June 13, 2007

What pension liability...?

LAAG does not like the sound of this. On the one hand we like the Texas legislature saying the public coffers are not "guaranteed" to be paid to secure health benefits to public workers (just like in the private sector there are no guarantees of anything). How ever it looks like states are taking their cue from the feds: just fix the accounting so that no deficit has to be disclosed to the public! PERFECT! Why didn't we think of this before? If we don't show the liability on the books it does not exist right? This is the way public officials and politicians actually think. Maybe they will let all the private citizens that support these public workers do the same "creative accounting" on their taxes. Somehow I don't think that will happen. Unbelievable.


Daniel Weintraub: Moving past denial on retiree health care liability
By Daniel Weintraub -

Published June 12, 2007
Story appeared in EDITORIALS section, Page B7
http://www.sacbee.com/110/story/217072.html

There has been a lot of gloom and doom lately as California's state and local governments have begun to come to grips with the massive unfunded liability they face for health benefits they have promised to retired public employees.

But it could be worse. They could be downplaying the problem and telling the obscure private board that sent them into this scramble to buzz off.

That's what at least two states -- Texas and Connecticut -- appear to be doing. And the rebellion might be spreading. But not to California, so far.

And that's at least a glimmer of good news in an otherwise depressing story.

The Government Accounting Standards Board set all of this in motion when it ruled that state and local governments should tally up how much they owe for retirement benefits and then disclose that number publicly as part of their official balance sheets.

But not everyone is going along.

Texas made national headlines last month when its Legislature passed a bill that declared the Lone Star State independent of the accounting board on this issue. Since Texas does not have public employee unions or union contracts, state officials contend that the health benefits they pay to retirees are not guaranteed. The Legislature, in theory, approves them every two years with the budget and could revoke them at any time.

As a result, the state's comptroller, Susan Combs, has argued that it would be wrong to disclose a long-term liability and worse to set aside money to pay for it, since, in her view, no obligation exists.

She may be on firm legal ground. Some local governments in California are considering the same issue. They are not turning it into a protest against the accounting standard or the board itself, as some in Texas seem to want to do. They're just saying that if they don't guarantee the benefits, then the taxpayers are not liable for those benefits into the future.
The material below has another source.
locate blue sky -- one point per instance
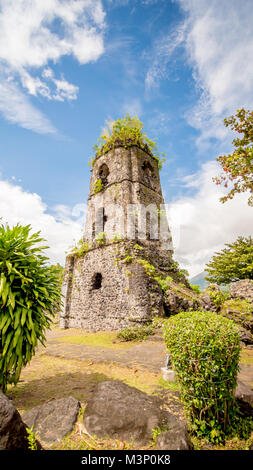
(66, 67)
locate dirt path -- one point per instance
(149, 354)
That makes some sense.

Combs wants to create a separate accounting mechanism to measure and report what the liability would be if Texas continued to pay health benefits to retirees as it does today. That number is expected to be about $50 billion over the next 50 years.
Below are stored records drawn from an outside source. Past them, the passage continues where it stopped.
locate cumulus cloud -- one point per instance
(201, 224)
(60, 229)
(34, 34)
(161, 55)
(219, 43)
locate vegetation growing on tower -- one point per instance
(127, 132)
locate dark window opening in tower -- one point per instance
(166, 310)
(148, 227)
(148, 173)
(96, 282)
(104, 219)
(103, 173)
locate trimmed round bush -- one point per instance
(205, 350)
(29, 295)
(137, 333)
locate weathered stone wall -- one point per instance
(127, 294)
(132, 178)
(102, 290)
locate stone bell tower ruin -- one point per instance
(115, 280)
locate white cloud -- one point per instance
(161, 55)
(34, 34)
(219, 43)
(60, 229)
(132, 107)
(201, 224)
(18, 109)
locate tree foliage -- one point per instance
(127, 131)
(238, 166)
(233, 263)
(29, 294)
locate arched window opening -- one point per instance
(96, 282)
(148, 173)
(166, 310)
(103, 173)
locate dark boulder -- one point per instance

Connecticut's challenge to the standards is both more subtle, and more troubling. That state does have a true, legal liability. It just does not want to admit it.

Connecticut's Legislature is considering a bill that would authorize its comptroller to simply ignore the accounting board's rules -- all of them -- and come up with her own instead.

Comptroller Nancy S. Wyman has suggested that Connecticut set aside $100 million from a surplus in this year's budget and 10 percent of any future surpluses. Those actions, she said, would help reduce the state's projected liability of $21 billion. But she says that trying to do more would risk a backlash from legislators and the public that might result in even less progress.

"I'm trying to get this state back onto the right accounting principles and to do its accounting and budgeting in the right way, and the only way I can do that is by this piece of legislation," Wyman told the New York Times.

If that's the case, ignoring widely accepted accounting standards is a strange way to go about it.

In nearby Suffolk County, N.Y., the comptroller was even more blunt -- and more ignorant.

"All of a sudden we have to project 25 to 30 years down the road," County Comptroller Joseph Sawicki Jr. told Newsday. "It's ludicrous. ... It's another bureaucratic mandate coming from the federal government, which is costing every municipality money to hire these consultants to evaluate our costs down the road."

Actually, it's not a federal government mandate. The Government Accounting Standards Board is a private, nonprofit organization, and its standards are voluntary. Its purpose is to make government accounting at least as transparent as corporate accounting, to give the public and investors more insight into public agencies' assets and their liabilities.

Fortunately, the kind of pushback the standards are getting elsewhere hasn't been happening in California. State Controller John Chiang hired an actuary a year early to determine what the state's liability will be. His answer: $48 billion.

Gov. Arnold Schwarzenegger and the legislative leaders, meanwhile, have appointed a commission to study the problem and recommend ways for the state and local governments to deal with it, either by setting money aside or by reducing benefits, or both.

And CalPERS, the state pension agency, has established an investment fund to which the state and local governments can contribute and (it is hoped) see their money grow over time, paying for retiree health benefits the same way that pensions have been financed for years.

Getting on top of this issue is not going to be easy. There may be more resistance once the government is forced to actually put some money away rather than only talking about doing so. But California is at least not in complete denial. And that's better than some other places are doing.